You can probably guess the groups that are against the act. Sessions said he was not present in the meetings at the White House and can’t guarantee that people who use or sell weed are protected from federal prosecution. The National Narcotics Officers’ Associations’ Coalition, the defender of killer opioids, hilariously claimed that the act “attempts to encourage more drug use in America.” The Coalition meant to say the act ‘threatens our profits.’
Groups such as the Major Cities Chiefs Association, Law Enforcement Action Network, National Sheriffs’ Association, and the National High-Intensity Drug Trafficking Area Directors’ Association, all co-signed the Coalition’s ludicrous statement.
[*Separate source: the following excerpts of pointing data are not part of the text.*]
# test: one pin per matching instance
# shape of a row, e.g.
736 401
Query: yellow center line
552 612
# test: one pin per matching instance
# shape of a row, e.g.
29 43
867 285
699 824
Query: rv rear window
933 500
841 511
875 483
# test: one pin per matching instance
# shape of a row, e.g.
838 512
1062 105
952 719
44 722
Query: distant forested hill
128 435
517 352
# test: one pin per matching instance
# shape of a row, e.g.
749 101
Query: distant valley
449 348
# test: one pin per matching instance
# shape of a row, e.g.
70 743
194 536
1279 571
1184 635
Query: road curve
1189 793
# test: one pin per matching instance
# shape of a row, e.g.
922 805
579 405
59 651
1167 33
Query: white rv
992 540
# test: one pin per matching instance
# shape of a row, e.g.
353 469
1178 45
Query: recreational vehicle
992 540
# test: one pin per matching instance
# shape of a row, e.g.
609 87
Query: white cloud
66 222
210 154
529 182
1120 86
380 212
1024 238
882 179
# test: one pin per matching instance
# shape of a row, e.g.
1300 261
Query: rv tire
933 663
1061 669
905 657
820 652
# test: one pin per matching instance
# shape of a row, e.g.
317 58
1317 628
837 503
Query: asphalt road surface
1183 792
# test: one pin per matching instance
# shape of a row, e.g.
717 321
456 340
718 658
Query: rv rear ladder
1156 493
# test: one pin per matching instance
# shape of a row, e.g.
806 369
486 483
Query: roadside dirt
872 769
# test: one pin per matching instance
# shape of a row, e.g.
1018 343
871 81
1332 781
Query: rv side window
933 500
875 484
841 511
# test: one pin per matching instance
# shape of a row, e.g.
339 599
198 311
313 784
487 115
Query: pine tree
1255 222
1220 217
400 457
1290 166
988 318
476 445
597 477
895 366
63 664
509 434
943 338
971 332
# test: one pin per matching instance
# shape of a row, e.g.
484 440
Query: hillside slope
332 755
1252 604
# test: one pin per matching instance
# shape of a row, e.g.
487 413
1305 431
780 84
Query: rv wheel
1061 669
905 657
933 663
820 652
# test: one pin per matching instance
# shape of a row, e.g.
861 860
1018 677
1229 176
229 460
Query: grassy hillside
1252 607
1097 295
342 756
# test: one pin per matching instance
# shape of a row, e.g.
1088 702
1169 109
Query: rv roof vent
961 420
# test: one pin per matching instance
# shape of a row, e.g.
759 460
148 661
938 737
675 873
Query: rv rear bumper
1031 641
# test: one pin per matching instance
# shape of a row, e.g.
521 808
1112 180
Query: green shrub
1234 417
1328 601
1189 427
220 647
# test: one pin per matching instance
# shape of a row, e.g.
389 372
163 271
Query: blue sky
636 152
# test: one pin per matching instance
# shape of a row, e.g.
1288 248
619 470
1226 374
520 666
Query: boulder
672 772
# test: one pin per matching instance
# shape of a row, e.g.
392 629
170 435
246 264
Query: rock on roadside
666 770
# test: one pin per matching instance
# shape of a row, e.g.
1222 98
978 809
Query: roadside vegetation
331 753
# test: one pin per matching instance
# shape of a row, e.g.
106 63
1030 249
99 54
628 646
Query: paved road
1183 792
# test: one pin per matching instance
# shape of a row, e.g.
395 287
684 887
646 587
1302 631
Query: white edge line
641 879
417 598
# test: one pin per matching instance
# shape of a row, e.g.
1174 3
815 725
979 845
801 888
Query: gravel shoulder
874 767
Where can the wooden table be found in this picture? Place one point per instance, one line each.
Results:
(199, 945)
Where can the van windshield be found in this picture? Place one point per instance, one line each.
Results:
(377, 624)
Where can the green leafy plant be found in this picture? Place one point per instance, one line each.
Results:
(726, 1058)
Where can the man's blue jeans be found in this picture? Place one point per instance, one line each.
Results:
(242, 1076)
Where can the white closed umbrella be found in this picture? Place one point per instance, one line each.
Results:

What is Trump Likely to do?
The simple answer is that neither he nor anyone else has a clue. Given the support the STATES Act now has, we could be confident of it making its way into law if there was a different president. Unfortunately, it is relying on the support of a man who is seemingly incapable of adopting a position and sticking to it. Trump has repeatedly spoken out against marijuana use in the past, interspersed between periods when he seemed ambivalent about its existence.
Given his recent problems with Sessions, it isn’t beyond Trump to go ahead with the STATES Act simply to irritate his Attorney General. On the other side, he has shown nothing but contempt for Warren in the past, including his infamous ‘Pocahontas’ jibe, so Trump could turn against the act to get back at her.
Trump is a man who changes his mind with the weather, but unfortunately, it is more than likely that he will revert to type and adopt the ultra-conservative position, especially since it is held by all the usual corporations. To get Trump’s support on anything, it is crucial to massage his ego and make him think you like him. It seems unlikely that pro-cannabis advocates are capable of doing this.
Ultimately, it is best for the United States if the STATES Act makes it into law. There is demand for cannabis in every state. In places where it is legal, demand is met by law-abiding companies. In states where it remains illegal, shady black market practices, and all the dangers they are accompanied with remain the norm.